この雰囲気のまま遥を迎えたらパーティーがしおらしくなる。これではいけないと私は母と目くばせし、母は手を叩いてみんなに発破をかける。
「ほらみんな! もうすぐ遥が帰ってきちゃうわよ! 急いで支度をしましょう!」
「お母さんの言う通り! ほら幸恵さん! 手伝いますから台所行きましょう」
それからは一気に準備が進んでいく。大人も三人いるし、私たちだっている。そう規模も大きくないこともあって、余裕を持って私たちは体勢を整えて時を待った。
「そろそろだね~」
掛け時計を見たキアリーがぽけぽけとした声を発したのと時を同じくして、外から車が近づいてくる音が迫って来る。
「来たわね」
「オウ、私のタイミングがばっちしだったね~。よしみんな、行こう行こう!」
イベント前になると途端張り切りだすキアリーが意気揚々と先陣を切ってクラッカーをポケットにまで詰め込んで玄関に進んでいく。

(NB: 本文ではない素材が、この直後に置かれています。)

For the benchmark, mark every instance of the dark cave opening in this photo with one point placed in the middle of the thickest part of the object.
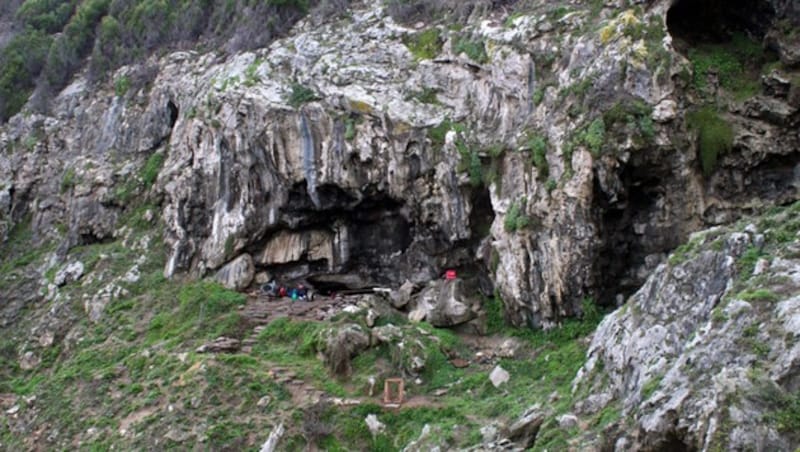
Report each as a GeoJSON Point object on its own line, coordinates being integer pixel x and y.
{"type": "Point", "coordinates": [637, 232]}
{"type": "Point", "coordinates": [374, 239]}
{"type": "Point", "coordinates": [172, 110]}
{"type": "Point", "coordinates": [694, 22]}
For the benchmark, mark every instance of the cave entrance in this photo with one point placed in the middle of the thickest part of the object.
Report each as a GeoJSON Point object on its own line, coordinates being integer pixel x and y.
{"type": "Point", "coordinates": [639, 225]}
{"type": "Point", "coordinates": [695, 22]}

「ほら、フィエーナちゃんが中央で迎えてあげるんだよ~。私は隣でクラッカーバンバンしまくるから!」
「盛大に頼むよキアリー」
「ふぇっへっへ~任せてフィエーナちゃん、腕が鳴るね!」
コツコツと玄関前の石畳を足音が二つ迫って来る。横開きの玄関扉が開くと同時に、私たちは一気呵成にクラッカーを打ち鳴らした。
「お誕生日おめでとう!」
クラッカーから飛び出す紙細工を一斉に撃ち込まれながら遥はその青い瞳を丸くして口を両手でふさぐ。クラッカーをポケットから取り出し鳴らし続けようとするキアリーを友達が止めるのを横目に、驚きで動きを止める遥へと私は歩み寄る。満面の笑みを浮かべながら私は遥を抱きしめた。
「遥、今日は誕生日でしょ。おめでとう!」
「あ……ありがとう?」
「さあさあパーティーの始まりだよ! ほら遥ちゃん上がって上がって! いえいいえいえい!」
「ほら遥! そんな呆けてないで一緒にケーキ食いまくろうぜ! みんな持ってきたから色々あるんだぜ!」
キアリーとトヨに纏わりつかれ、私と遥は居間のパーティー主会場まで追い立てられる。みんなから口々におめでとうの嵐を受け、戸惑っていた遥の表情が見ているこっちまで幸せになる笑顔へ変わっていく。
「みんな、ありがとう……」
目を潤ませた遥が発した、細々とした声は確かに全員が聞いていた。